Violence has raged in the Syrian uprising against the government of Bashar al-Assad, with anti-regime activists accusing Assad's forces of having committed a massacre in a town close to the capital recently retaken by the army.
The opposition activists said on Saturday that more than 200 bodies had been found in houses and basements around Daraya, a working-class Sunni Muslim town to the southwest of Damascus.
They said that the army had killed the people "execution-style" in house-to-house raids.
Anti-government activists said that many of the bodies showed evidence of having been shot by snipers, while others appeared to have been shot at close range.

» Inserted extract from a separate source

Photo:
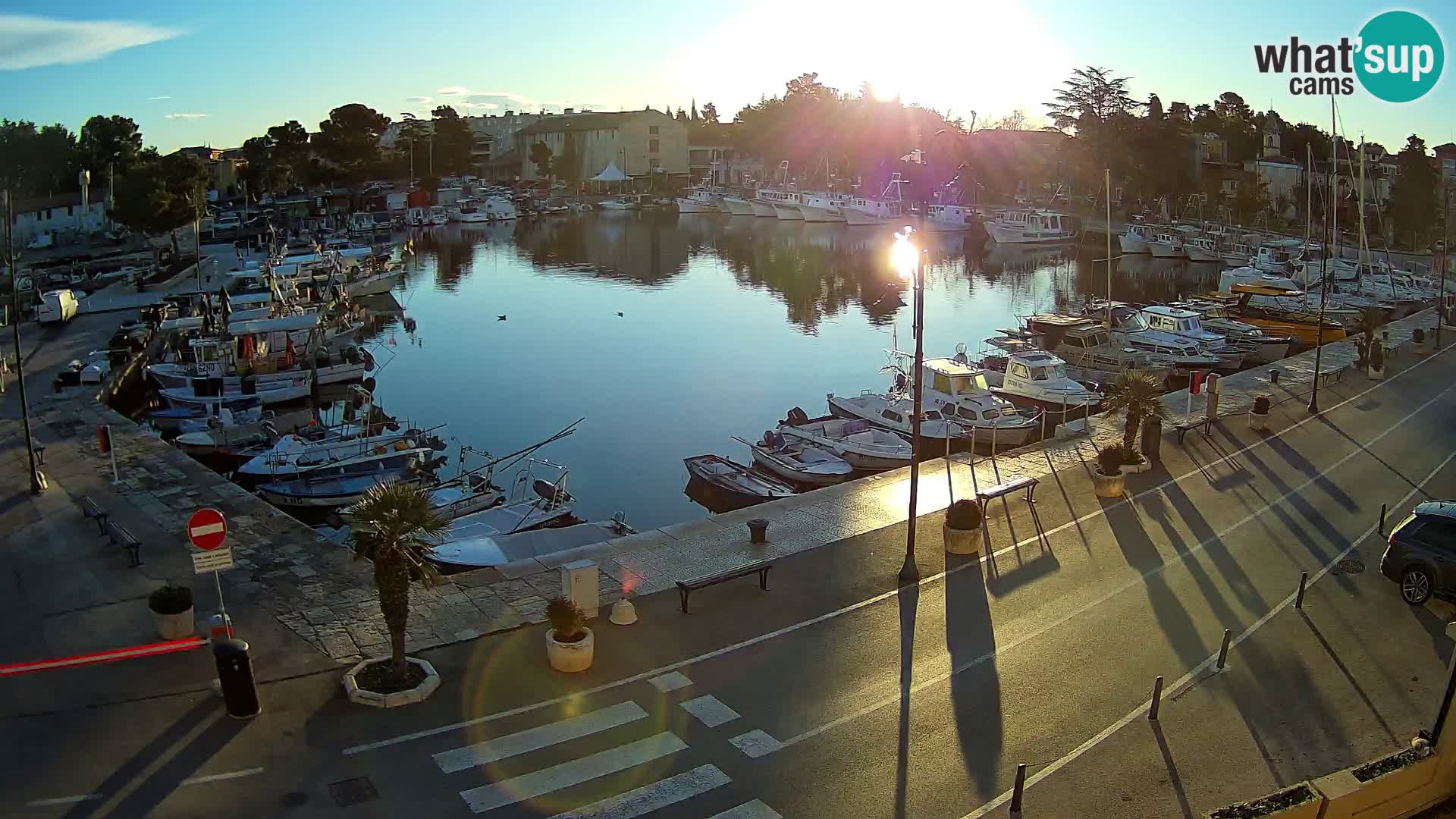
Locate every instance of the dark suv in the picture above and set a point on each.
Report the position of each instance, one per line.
(1421, 553)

Abu Kinan, an activist in Daraya, told Reuters news agency that he had witnessed the death of an eight-year-old girl, Asma Abu al-Laban, who was shot by army snipers while she was in a car with her parents.
Violence across country
The Local Coordination Committees (LCC), an umbrella group of grassroots anti-regime activist organizations, said that more than 400 people had been killed in violence across Syria on Saturday, primarily in Damascus and its environs.
It also reported deaths in Aleppo, Deir ez-Zor, Idlib, Deraa, Hama and Homs provinces.

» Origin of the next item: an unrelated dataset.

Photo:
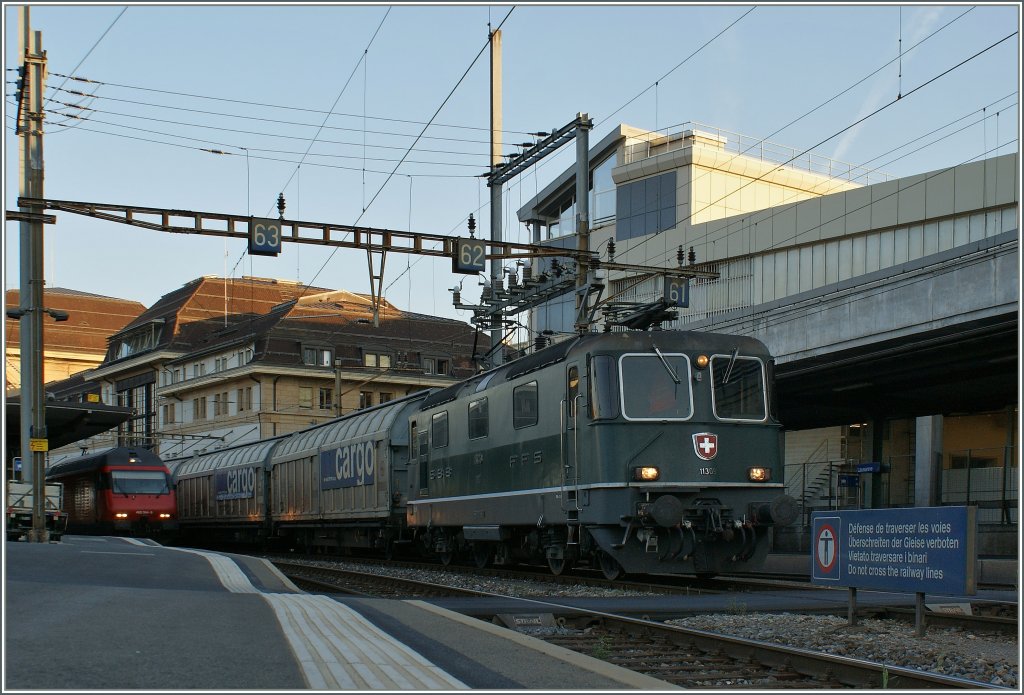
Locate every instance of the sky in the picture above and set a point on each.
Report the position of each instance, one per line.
(378, 115)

Tanks deployed on the Damascus ring-road shelled the southern neighborhoods of al-Lawwan and Nahr Aisheh late into Saturday night and fighting raged in the eastern Ghouta suburbs of the capital, residents said.
The Syrian army retook Daraya, one of many towns that surround Damascus, on Saturday, after three days of heavy bombardment, opposition activists said.

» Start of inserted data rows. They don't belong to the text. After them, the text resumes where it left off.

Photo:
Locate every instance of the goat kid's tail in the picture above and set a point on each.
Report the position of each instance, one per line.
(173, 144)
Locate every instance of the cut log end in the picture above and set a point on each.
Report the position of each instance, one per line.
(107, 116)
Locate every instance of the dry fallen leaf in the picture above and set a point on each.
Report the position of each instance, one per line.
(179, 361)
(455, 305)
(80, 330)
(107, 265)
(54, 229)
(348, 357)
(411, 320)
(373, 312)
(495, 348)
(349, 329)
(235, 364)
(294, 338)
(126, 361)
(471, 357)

Combat helicopters and tanks also pounded opposition-held areas of the battered northern city of Aleppo, an AFP journalist and monitors said, as the army pressed on with its war against fighters there.
Lebanese citizen released
The UN estimates that more than 18,000 people have been killed since the uprising against Assad's government began in March 2011.
The conflict, which began as a series of peaceful protests, has turned into an armed rebellion that has forced more than 200,000 Syrians to flee the violence, and resulted in spillover into neighboring countries.
On Saturday, a Lebanese man who had been abducted with a group of 10 other in Syria in May was released and arrived home.
He had been kidnapped by armed members of the opposition, who said his release was a "goodwill gesture".
PHOTO CAPTION
Civilians stand outside a building after it was hit by shelling from Syrian regime forces in the northern city of Aleppo August 25, 2012.